At last, after repeated appeals, Hus was granted an audience on June 5th. But no sooner did he try to answer the various charges brought against him, then all the Council howled at him, and, after demanding that he should give a simple answer (Yes! or No!), were proceeding to condemn him on the evidence of the falsified letter to his friends. Fortunately Oldr̆ich and Peter Mladenovich, who had accompanied Hus to Constance, heard the noise of the riot, and hastened to inform John of Chlum and Wenceslaus of Duba. They went at once to Sigismund, who was not present at the Council; and he sent the Count Palatine and Frederick of Hohenzollern to order the Councillors to hear Hus patiently. After some further disorder, the audience was adjourned to the 7th of June.

At the next meeting many new points were raised against Hus, both of doctrine and conduct. He defended his resistance to the condemnation of Wyclif’s books, on the ground that he had been called on to say that every proposition of Wyclif’s was either heretical, scandalous, or erroneous. At the same time he admitted that he had wished his soul to be with Wyclif, on account of Wyclif’s pure life.

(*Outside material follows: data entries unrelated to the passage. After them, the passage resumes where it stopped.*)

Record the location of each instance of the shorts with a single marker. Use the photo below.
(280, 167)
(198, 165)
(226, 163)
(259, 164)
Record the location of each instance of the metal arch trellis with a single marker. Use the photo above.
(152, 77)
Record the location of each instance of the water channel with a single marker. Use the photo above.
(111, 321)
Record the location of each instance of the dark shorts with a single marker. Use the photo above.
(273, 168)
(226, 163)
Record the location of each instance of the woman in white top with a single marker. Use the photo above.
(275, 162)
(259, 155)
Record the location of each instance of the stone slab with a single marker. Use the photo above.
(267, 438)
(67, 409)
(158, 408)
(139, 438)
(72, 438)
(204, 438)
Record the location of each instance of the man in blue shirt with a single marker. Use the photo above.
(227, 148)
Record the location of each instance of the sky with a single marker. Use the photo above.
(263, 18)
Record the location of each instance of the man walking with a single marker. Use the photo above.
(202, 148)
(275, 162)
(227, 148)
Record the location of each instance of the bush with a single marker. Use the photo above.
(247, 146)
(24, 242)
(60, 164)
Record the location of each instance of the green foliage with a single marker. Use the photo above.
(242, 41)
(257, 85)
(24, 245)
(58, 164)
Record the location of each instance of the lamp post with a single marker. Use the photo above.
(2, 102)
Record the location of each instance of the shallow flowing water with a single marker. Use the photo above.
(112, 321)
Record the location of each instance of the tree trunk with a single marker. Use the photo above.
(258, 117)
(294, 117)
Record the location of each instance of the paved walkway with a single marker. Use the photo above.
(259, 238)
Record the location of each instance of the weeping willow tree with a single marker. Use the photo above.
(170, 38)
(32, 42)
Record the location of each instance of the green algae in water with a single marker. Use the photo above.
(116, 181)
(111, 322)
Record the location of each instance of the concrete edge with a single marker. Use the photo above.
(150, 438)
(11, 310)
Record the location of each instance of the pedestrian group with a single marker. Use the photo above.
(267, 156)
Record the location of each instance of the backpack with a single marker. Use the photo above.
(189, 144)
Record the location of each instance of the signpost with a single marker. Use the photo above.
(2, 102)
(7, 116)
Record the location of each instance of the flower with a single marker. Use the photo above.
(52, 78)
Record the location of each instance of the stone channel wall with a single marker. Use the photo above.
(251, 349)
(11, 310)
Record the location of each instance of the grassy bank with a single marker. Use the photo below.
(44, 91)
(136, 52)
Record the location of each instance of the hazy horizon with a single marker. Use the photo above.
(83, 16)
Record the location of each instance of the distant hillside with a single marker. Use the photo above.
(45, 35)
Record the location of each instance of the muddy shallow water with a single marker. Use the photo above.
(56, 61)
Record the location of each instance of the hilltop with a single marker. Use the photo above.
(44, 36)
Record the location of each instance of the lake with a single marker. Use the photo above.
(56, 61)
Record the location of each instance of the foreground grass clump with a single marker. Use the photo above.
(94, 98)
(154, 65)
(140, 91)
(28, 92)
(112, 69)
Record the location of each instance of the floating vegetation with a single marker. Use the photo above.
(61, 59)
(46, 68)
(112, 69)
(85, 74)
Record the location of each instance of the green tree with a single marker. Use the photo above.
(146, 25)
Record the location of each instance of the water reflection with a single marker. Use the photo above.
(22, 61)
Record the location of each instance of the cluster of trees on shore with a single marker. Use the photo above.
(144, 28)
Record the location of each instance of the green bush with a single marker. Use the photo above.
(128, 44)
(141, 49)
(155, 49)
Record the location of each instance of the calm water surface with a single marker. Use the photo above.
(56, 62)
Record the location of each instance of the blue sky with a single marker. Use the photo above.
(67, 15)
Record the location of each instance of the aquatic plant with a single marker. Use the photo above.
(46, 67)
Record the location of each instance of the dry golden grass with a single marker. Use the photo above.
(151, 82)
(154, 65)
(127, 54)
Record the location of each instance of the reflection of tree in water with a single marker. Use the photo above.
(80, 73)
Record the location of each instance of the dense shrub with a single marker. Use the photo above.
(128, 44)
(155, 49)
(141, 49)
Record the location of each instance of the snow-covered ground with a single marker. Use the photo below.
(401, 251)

When charged with having appealed to Christ when condemned by the Pope, he declared that to be a most just and efficacious appeal, a statement which was received with laughter by his judges. At the same time he indignantly denied having encouraged his followers to smite with the material sword. Lastly, while maintaining the justice of the decision about the Bohemian votes, he denied the extraordinary charge of Pálec̆ that he had driven out the Germans.